For a split second, she thought she saw a tint of anger in Will’s eyes, but then he smiled sympathetically and said, “Yeah, it probably would have been a good idea to duck when you saw a great heavy ball sailing towards you.”
“I didn’t see it. I wasn’t watching.”
“Valuable life lesson,” he said cheerfully. “Never turn your back on your opponent.”
“Well aren’t you insightful,” Amber said sardonically.
“Well, I didn’t let a hockey ball give me a concussion, so I think I have a right to be insightful.”
“Oh, I forgot to apologise for standing you up the other day, I have a really good reason, I promise-“
“You were recovering from being in a house fire, which you seem to have done very well by the way.”
“How did you know?” she asked.
“Well, I would say something cute like we’re just so in tune I can tell what you’re thinking, but actually I think everyone in a ten mile radius knows about you surviving that fire to be honest. So you’re forgiven.”
“Thank you,” said Amber.
“So, I was going to ask you if you wanted to go and get something to eat, but you look like you might pass out, so why don’t we just go and get you an ice pack for your head instead?” he asked, and took Amber’s school bag for her.
“That sounds like a very good idea,” she said, and continued to stagger down the street with the support of Will’s shoulder.
“So you and Matthew are friends now?” he asked about an hour later, after Amber had explained the days going on.
“No,” she said after thinking about it for a minute.
“I would have thought you owed him; he did kind of save your life.”
“Yes, but then he implied that I was ever so slightly losing my mind, so we aren’t friends any more,” she said stubbornly.

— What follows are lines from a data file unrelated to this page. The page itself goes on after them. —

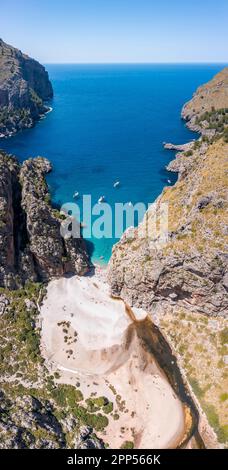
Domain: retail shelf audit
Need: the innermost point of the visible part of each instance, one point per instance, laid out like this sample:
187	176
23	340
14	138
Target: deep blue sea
108	123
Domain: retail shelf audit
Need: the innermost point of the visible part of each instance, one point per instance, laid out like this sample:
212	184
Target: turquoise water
108	123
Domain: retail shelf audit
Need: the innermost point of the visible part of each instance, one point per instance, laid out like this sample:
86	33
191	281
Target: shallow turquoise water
108	123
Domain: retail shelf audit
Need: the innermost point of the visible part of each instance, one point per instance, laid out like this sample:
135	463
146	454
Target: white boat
101	199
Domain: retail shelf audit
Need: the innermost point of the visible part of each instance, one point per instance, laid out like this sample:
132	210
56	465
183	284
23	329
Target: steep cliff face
24	86
208	98
32	247
191	270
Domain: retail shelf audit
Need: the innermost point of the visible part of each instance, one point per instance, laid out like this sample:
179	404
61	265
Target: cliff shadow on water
156	345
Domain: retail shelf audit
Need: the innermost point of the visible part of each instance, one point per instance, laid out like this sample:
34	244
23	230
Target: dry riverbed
88	337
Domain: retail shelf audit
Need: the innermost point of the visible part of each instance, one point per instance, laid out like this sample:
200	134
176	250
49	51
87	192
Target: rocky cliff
24	88
184	284
192	268
31	246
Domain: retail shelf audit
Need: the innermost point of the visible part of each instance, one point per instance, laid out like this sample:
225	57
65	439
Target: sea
108	124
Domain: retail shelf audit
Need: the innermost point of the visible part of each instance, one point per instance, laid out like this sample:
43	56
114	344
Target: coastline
111	357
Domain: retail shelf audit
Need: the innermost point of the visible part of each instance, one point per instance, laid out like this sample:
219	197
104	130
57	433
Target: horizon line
138	63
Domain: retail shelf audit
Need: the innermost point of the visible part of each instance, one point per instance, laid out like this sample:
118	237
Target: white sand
103	350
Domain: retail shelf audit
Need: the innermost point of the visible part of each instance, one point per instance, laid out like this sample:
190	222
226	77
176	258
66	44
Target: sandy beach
89	338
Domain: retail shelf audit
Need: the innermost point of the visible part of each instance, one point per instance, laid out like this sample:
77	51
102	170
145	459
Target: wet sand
89	337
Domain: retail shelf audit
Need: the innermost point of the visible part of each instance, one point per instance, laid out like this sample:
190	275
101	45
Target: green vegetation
213	419
21	361
127	445
223	397
224	336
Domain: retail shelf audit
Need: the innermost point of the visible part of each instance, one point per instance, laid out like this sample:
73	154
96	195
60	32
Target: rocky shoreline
32	248
187	280
25	90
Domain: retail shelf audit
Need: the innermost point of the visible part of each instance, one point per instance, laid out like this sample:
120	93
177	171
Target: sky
107	31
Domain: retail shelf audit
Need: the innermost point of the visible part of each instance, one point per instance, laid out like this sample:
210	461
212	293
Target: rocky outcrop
32	248
190	270
209	97
28	423
24	88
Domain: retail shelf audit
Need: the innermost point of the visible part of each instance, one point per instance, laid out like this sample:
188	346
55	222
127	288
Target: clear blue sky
117	30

“I’m sure you’ll forgive him,” Will said, with the manner of explaining something very simple to a very problematic child.
“Only if he says sorry first.”
“And you really think you fell down the stairs?”

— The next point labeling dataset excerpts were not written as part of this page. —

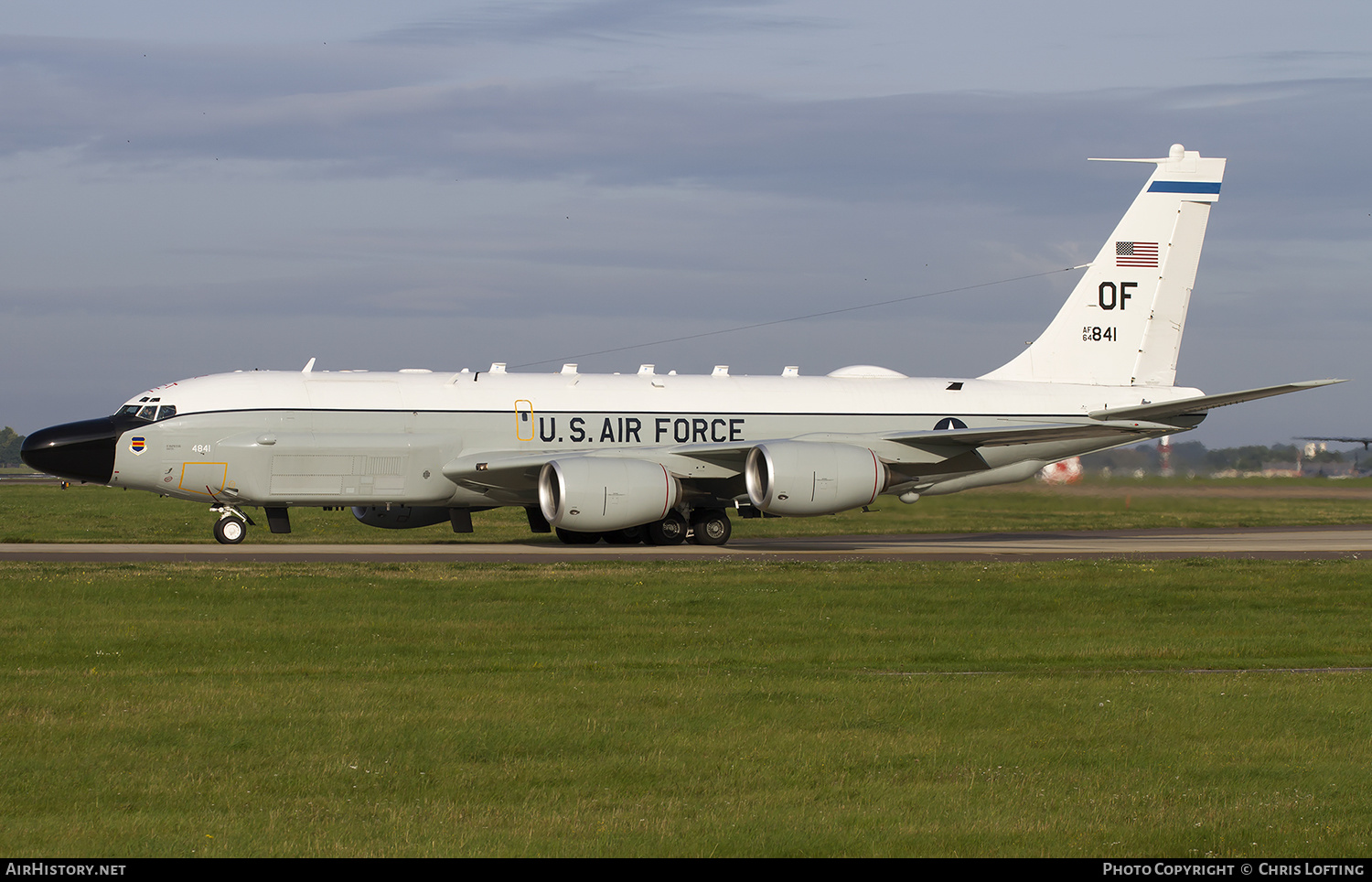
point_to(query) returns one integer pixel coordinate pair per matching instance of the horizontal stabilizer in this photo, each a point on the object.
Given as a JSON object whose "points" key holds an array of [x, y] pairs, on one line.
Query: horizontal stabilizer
{"points": [[1025, 434], [1190, 406]]}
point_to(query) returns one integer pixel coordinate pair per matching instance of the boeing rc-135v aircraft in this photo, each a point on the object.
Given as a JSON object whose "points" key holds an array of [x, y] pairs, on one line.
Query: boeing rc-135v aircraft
{"points": [[661, 457]]}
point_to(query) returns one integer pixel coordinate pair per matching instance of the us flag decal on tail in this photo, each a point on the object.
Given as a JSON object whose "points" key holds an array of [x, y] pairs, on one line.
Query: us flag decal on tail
{"points": [[1136, 254]]}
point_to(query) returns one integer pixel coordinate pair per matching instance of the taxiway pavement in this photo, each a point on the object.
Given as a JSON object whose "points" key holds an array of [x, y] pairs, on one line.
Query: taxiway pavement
{"points": [[1278, 543]]}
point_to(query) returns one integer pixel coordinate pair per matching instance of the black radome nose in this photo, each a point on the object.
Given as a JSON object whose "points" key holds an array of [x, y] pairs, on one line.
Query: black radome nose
{"points": [[80, 451]]}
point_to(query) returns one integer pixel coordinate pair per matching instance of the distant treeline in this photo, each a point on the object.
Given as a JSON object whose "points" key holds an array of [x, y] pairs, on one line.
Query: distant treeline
{"points": [[10, 442], [1195, 458]]}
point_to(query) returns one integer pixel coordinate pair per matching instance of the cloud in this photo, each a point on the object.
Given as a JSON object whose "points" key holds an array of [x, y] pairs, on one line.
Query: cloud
{"points": [[603, 19]]}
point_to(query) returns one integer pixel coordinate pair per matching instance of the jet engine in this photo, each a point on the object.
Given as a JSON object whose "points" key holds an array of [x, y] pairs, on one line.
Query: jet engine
{"points": [[401, 516], [595, 494], [803, 479]]}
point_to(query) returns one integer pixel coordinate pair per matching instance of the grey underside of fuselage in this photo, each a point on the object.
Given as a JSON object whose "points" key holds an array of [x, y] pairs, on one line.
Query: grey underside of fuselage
{"points": [[337, 457]]}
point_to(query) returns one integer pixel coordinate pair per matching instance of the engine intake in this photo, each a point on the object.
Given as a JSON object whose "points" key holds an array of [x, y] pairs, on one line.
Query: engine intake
{"points": [[803, 479], [592, 494]]}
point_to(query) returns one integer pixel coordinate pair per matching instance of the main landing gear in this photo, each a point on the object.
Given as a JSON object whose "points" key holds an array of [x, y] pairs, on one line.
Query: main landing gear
{"points": [[232, 525], [705, 527]]}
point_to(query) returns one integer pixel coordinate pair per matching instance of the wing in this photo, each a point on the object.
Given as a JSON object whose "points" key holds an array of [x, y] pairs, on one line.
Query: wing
{"points": [[716, 469], [1183, 412], [713, 468]]}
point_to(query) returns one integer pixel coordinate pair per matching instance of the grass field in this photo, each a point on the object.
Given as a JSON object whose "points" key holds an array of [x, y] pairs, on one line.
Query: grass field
{"points": [[1182, 708], [46, 513], [724, 708]]}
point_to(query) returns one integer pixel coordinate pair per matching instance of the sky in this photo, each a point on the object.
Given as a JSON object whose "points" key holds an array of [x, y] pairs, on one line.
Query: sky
{"points": [[197, 188]]}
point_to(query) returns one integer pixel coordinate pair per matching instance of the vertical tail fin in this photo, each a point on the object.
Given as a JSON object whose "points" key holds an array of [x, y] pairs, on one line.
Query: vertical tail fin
{"points": [[1122, 323]]}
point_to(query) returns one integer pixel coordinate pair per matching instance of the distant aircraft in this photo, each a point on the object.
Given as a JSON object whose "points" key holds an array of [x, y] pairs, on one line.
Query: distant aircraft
{"points": [[660, 458], [1345, 441]]}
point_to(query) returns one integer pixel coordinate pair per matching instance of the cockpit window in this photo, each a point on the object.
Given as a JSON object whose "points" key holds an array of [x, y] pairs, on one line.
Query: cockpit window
{"points": [[147, 412]]}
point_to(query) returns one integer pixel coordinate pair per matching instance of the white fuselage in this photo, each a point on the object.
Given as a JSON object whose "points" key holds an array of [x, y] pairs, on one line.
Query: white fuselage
{"points": [[359, 438]]}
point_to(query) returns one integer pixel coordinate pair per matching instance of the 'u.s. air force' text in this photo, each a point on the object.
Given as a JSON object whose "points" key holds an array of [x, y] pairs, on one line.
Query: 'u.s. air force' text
{"points": [[639, 430]]}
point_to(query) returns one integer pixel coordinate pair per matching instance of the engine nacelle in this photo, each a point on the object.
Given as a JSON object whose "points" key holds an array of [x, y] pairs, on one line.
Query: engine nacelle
{"points": [[801, 479], [595, 494], [401, 516]]}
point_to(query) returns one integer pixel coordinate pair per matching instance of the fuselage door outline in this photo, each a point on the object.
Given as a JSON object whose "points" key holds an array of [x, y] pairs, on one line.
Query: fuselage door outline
{"points": [[524, 420]]}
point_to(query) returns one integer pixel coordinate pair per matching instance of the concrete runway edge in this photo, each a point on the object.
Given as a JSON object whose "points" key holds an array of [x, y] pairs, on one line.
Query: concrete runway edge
{"points": [[1262, 543]]}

“Yes Will,” she said. “I got your text and then I was sending a reply and I slipped. Then, I don’t know, Matthew Pryer must have caught me. I don’t know how I ended up at the other end of school, but I know that I did. You do believe me, don’t you?”
Will looked at her with his kind eyes for a moment.
“Yes, I believe you,” he sighed. “You’re day must have really sucked.”
“Well, I’ve fallen down a big flight of stairs, got a concussion from a hockey ball, and now I’ve got no coat. They say bad things happen in threes, so I’m hoping I’ll be alright now.”